Novàtio. Implica l’estinzione di una obbligazione connessa al sorgerne di un’altra sostitutiva
della prima.
Lìtis contestàtio. Estingue l’obbligazione ìpso iùre solo in presenza di alcuni requisiti
processuali.
Contràrius consènsum. Il consenso delle parti estinguer, senza forme particolari, le
obbligazioni sorte dalla stipulazione di contratti consensuali.
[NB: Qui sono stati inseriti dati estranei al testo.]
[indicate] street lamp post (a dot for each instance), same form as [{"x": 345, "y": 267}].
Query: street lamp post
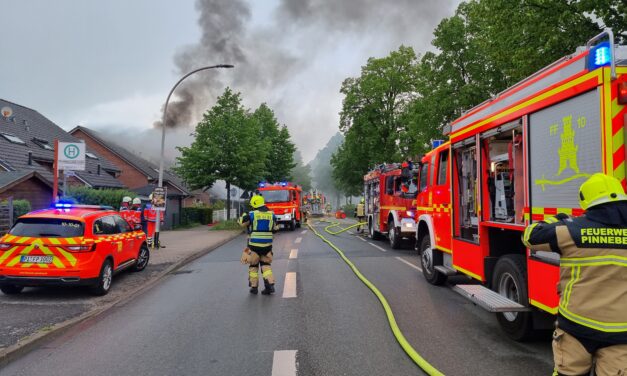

Confusione. Ogni qualvolta la poszione di debitore e creditore si concentrano nel medesimo
soggetto.
Estinzione del debitore. In seguito a morte o a càpitis deminùtio, provoca l’estinzione in
due ipotesi: quando il rapporto obbligatorio si basa sulle qualità della persona, o quando sia
sorto da atto illecito – pertanto non trasmissibile agli eredi.
76
Nelle obbligazioni alternative, vengono dedotte due diverse prestazioni, l’una alternativa
all’altra. La scelta spetta, se non vi sono accordi in merito, al debitore. L’impossibilità
sopravvenuta di una delle due prestazioni, rende obbligatoria l’altra prestazione: se anche
quest’ultima, diviene impossibile, per fatto non imputabile al debitore, l’obbligazione si
estingue.
Nelle obbligazioni facoltative una sola è la prestazione base, a cui fa riferimento ogni effetto,
anche se si riconosce al debitore di liberarsi, spontaneamente, anche con un’altra
prestazione.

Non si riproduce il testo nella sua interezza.